Simon Singh – Codes and Ciphers
- The Code Book: The Evolution of Secrecy from Mary, Queen of Scots to Quantum Cryptography (1999, Doubleday/Random House, ISBN 0385495315)
This is by far the most readable book on codes and ciphers I have encountered. Singh superbly explains the ciphers of the past, present, and future and the methods of codebreaking. He avoids bogging down in details yet fully explains the basic principles of each cipher, including its shortcomings. He is careful to intersperse the dryer parts with interesting anecdotes and historical information, bringing a balanced and nuanced approach to the subject.
Dava Sobel – Instrumentation/Biography
- Galileo’s Daughter: A Historical Memoir of Science, Faith, and Love (1999, Walker Publishing Company, ISBN 0802713432)
A lovely story expressed in a magnificently conceived and executed hardcover edition; no future “electronic” book will ever match up to this wonderful tome. Sobel guides the reader through Galileo’s life with clear prose punctuated with wonderful letters to him from his daughter Suor Maria Celeste, aka Virginia Galilei. Sobel has a clear grasp of how Galileo’s religious faith co-existed with his search for physical truth, and her storytelling leaves one in tears at how love can transcend all things. - The Illustrated Longitude (1998, Walker Publishing Company, ISBN 0-8027-1344-0)
Science writer Sobel’s little book Longitude was a smash hit in 1995. It told the fascinating story of the longitude puzzle and prize, which was eventually claimed by one John Harrison. The illustrated version of the same book is a treasure, with all of the charm of the original tome and much more.
Hans Christian von Baeyer – Physics
- The Fermi Solution: Essays on Science (1993, Random House, ISBN 0-679-40031-1)

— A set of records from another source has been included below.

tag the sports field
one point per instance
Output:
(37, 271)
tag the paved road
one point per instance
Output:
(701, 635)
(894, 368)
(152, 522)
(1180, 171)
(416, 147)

von Baeyer is a physics professor at the College of William and Mary in Virginia, and is a mesmerizing writer of prose. He has won several literary prizes, and three of the essays in the above collection received a National Magazine Award. von Baeyer pursues the following question in this collection: “What do the breakthroughs and revolutionary insights at the cutting edge of science mean for ordinary people?” You’ll enjoy his answers.
Gary Zukav – Physics
- The Dancing Wu Li Masters: An Overview of the New Physics (1979, William Morrow, ISBN 0-553-26382-X)
Zukav’s entrancing book strips the mathematics off of quantum physics and allows the layman to plumb its mysteries. Zukav’s style is exciting and clear, but you’ll have to forgive his occasional excesses as he dances his way into Eastern mysticism. Stick with the physics and enjoy – the movement you need is on your shoulder.